Nina Davuluri, 24, of Syracuse New York, competed and won in America’s largest scholarship competition to become Miss America 2014. She already attended the University of Michigan, where according to their website the average cost of attending for an out of state student ranges from $53,490 to $56,328 a year. With an expected average increase of 5% each year that is well over $200,000 to finish a degree if it takes just four years.
Miss America 2014 and the other contestants are not alone. According to the most recent data available from the U.S. Department of Education’s National Center for Education Statistics (2011), the cost to attend (including tuition, room and board) a private not-for-profit institution was $36,300 a year, which rose 31% from ten years earlier and the cost to attend a public not-for-profit institution was $13,600 a year which increased from 42% from ten years earlier, even with adjustments for inflation.
[Source: U.S. Department of Education, National Center for Education Statistics. (2012). Digest of Education Statistics, 2011 (NCES 2012-001), Chapter 3 . http://nces.ed.gov/fastfacts/display.asp?id=76]
The inability to afford college is even more pronounced when you consider that three of the top five contestants are anticipating getting an advanced degree: Miss New York, Nina Davuluri won $50,000, and is looking to apply that to attending medical school; Miss Califorinia Crystal Lee who won at least $25,000 scholarship and is the runner up already attended Stanford University and is looking to go on to get an MBA; and Miss Minnesota Rebecca Yeh, who won at least $10,000 and is attending Ohio Northern University and is going to get her Pharmacy Doctorate. [Source: missamerica.org, 9/16/13]
Winning Miss America is not what it used to be, at least in terms of the scholarships.
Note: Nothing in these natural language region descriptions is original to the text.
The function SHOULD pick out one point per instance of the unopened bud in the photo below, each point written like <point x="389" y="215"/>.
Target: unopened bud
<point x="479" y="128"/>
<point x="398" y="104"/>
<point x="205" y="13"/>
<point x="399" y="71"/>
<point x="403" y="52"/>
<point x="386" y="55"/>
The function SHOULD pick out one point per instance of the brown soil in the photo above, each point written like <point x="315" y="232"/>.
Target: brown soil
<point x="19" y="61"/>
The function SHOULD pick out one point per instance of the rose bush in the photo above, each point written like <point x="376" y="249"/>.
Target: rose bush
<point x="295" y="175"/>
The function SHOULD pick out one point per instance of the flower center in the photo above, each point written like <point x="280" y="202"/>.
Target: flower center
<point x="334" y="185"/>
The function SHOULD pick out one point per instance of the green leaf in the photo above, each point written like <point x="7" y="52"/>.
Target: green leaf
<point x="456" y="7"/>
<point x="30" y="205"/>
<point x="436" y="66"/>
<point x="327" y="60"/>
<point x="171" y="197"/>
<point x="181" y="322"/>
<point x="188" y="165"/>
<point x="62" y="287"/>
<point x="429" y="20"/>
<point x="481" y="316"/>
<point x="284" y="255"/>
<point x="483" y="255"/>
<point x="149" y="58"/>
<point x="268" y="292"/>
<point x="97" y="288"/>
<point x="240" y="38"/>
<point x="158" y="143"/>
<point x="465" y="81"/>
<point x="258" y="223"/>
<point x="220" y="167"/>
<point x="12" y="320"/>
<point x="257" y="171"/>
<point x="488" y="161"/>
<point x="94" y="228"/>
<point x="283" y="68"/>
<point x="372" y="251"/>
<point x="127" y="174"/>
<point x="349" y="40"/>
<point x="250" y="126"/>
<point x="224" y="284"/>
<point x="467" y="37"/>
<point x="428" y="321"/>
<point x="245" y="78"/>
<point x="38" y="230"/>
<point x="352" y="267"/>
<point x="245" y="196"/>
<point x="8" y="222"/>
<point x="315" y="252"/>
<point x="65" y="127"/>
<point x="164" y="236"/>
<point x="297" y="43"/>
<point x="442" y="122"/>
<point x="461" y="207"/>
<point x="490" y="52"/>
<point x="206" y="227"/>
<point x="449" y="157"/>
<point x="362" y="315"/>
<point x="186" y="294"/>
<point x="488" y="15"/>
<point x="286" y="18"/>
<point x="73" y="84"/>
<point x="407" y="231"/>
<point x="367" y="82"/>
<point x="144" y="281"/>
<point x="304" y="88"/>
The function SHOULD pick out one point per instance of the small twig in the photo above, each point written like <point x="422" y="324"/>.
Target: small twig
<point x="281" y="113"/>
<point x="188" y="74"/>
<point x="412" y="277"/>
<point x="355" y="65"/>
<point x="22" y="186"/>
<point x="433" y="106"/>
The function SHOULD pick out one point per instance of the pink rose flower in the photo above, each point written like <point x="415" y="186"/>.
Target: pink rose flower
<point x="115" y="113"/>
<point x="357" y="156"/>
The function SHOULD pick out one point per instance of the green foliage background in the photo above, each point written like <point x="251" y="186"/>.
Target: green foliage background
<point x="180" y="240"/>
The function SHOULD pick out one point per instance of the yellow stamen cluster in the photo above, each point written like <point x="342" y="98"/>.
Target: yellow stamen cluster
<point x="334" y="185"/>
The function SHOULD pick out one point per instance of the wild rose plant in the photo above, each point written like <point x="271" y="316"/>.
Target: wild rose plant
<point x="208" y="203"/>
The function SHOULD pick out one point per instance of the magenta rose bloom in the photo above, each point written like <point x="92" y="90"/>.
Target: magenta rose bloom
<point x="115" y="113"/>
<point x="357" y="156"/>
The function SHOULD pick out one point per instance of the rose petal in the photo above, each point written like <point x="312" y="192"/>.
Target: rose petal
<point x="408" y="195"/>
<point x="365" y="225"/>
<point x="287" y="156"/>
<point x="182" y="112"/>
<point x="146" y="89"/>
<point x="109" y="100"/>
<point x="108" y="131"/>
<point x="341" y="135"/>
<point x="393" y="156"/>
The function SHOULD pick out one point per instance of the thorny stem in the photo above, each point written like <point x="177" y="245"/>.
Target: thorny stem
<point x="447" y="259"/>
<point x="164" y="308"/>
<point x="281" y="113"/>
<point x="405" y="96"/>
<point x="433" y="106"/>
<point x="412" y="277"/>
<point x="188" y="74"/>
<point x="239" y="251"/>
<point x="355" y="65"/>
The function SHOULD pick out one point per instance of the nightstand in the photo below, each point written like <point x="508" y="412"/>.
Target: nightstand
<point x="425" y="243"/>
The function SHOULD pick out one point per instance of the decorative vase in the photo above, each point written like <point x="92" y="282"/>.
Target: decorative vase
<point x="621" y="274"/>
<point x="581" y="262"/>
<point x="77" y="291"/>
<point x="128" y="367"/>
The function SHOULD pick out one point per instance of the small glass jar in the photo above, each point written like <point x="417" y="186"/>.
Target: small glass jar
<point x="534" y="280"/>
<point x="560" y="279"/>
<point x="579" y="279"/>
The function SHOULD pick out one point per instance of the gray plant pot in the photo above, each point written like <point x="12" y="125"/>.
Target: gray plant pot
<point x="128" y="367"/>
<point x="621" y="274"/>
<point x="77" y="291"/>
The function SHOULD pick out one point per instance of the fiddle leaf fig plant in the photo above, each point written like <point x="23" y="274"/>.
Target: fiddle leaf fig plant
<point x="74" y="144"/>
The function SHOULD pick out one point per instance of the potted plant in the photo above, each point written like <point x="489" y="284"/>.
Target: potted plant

Miss America 2001, Angela Perez Baraquio also won $50,000, but at that time the average annual cost of public higher education was $8,022, and private was $22,413 – more than a 30% increase over the last ten years. In addition, in the 2010-11 academic year more than 2.5 million full-time, first-time students received financial aid, when more than 3.4 million students were enrolled for the first time, meaning that two-thirds of new students had some form of financial aid. We should find more ways like Miss America to support young people with scholarships.